Rifiuti in via San Rocco, Canale: "Avviato intervento di rimozione, indagini in corso"
La situazione della discarica abusiva di via San Rocco segnalata nei giorni scorsi dall’opposizione in consiglio comunale, con un’interrogazione presentata dai consiglieri del Gruppo consiliare Novità a Cremona (primo firmatario Alessandro Portesani), è stata oggetto di discussione nella seduta del consiglio di lunedì.

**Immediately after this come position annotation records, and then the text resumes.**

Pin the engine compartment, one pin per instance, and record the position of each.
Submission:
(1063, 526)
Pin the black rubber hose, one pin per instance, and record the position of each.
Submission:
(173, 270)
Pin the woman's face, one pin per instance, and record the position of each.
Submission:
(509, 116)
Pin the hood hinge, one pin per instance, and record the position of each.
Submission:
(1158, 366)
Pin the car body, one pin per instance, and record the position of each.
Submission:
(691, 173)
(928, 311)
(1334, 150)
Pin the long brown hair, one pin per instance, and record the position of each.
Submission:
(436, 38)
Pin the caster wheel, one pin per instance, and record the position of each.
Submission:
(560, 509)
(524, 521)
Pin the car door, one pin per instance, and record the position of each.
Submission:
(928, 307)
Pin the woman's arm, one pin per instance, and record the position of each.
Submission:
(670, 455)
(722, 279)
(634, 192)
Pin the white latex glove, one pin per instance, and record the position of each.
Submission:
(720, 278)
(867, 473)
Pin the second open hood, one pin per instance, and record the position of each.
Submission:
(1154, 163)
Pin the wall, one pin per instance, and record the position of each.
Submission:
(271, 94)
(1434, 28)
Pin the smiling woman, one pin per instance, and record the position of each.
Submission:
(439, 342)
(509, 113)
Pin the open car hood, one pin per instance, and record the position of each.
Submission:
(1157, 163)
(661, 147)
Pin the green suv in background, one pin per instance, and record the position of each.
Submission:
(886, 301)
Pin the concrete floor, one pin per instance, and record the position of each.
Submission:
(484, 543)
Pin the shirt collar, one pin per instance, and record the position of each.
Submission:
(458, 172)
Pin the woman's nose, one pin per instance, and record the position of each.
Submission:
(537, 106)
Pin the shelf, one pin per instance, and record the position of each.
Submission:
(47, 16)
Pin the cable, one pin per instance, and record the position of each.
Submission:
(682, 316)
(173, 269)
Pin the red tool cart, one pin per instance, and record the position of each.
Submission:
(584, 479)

I consiglieri hanno segnalato “accumuli consistenti e prolungati di rifiuti, materiali ingombranti e biciclette smontate”, con “evidenti criticità sotto il profilo del decoro urbano, dell’igiene pubblica e della sicurezza”.

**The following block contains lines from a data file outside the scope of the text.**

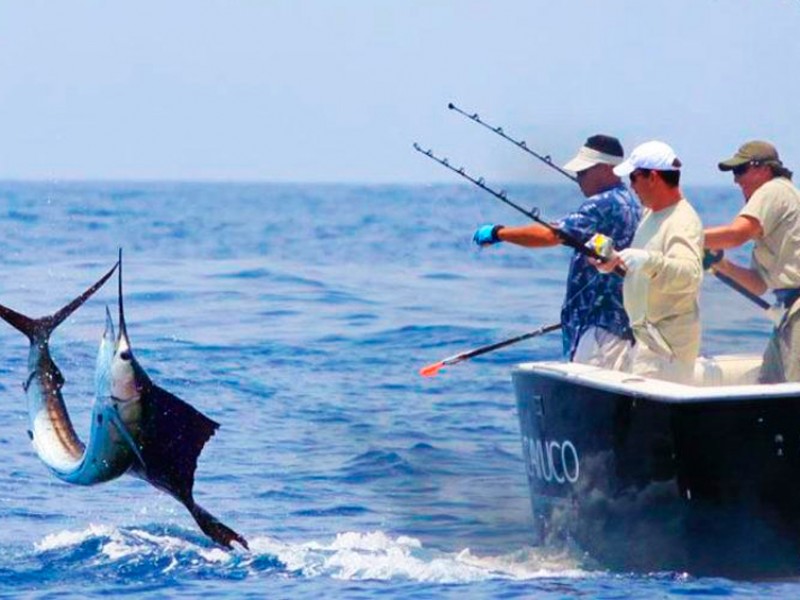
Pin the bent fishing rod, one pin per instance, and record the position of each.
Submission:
(433, 368)
(533, 214)
(518, 143)
(731, 283)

A rispondere è stato l’assessore Santo Canale, che ha evidenziato come il Comando della Polizia Locale sia stato informato della situazione grazie a una segnalazione delle Guardie Ecologiche Volontarie.
“Sono stati poi effettuati sopralluoghi, con l’attivazione di tutte le azioni necessarie di concerto con gli uffici comunali di competenza”. Relativamente ai profili di legalità, “la situazione è al vaglio e le eventuali responsabilità sono in corso di approfondimento” ha sottolineato Canale. “Il fenomeno è sottoposto all’attenzione non solo della Polizia Locale ma anche del corpo Carabinieri forestali e della radiomobile”.
Dal punto di vista dell’igiene urbana “è stata avviata la fase di intervento vera e propria, che vedrà la collaborazione di Aprica Spa e del Comando Polizia Locale (Polizia Giudiziaria, Edilizia, Ambiente) per eseguire le attività di rimozione, ripristino e smaltimento dei rifiuti presenti , che impegneranno gli operatori per più giorni con costi computati a conclusione dell’attività”.
Canale evidenzia anche l’intenzione di potenziare il presidio del territorio sotto il profilo ambientale: “sono in corso e continueranno ad essere garantiti anche in futuro dei controlli da parte della Polizia Locale, supportati anche da strumentazioni tecnologicamente avanzate. La situazione è perdurata nel tempo in quanto è tutt’altro che evidente, infatti, passando dalla strada risulta piuttosto nascosta da un filare di alberi rendendolo difficilmente visibile”.
In merito alle presenze nell’area, “non è stata rilevato alcun soggetto stabile ma si tratta piuttosto di frequentatori saltuari senza fissa dimora. Proprio per tale motivo non è stato necessario l’intervento dei Servizi Sociali in quanto non vi sono state identificazioni di soggetti gravitanti stabilmente sui quali poter intervenire”.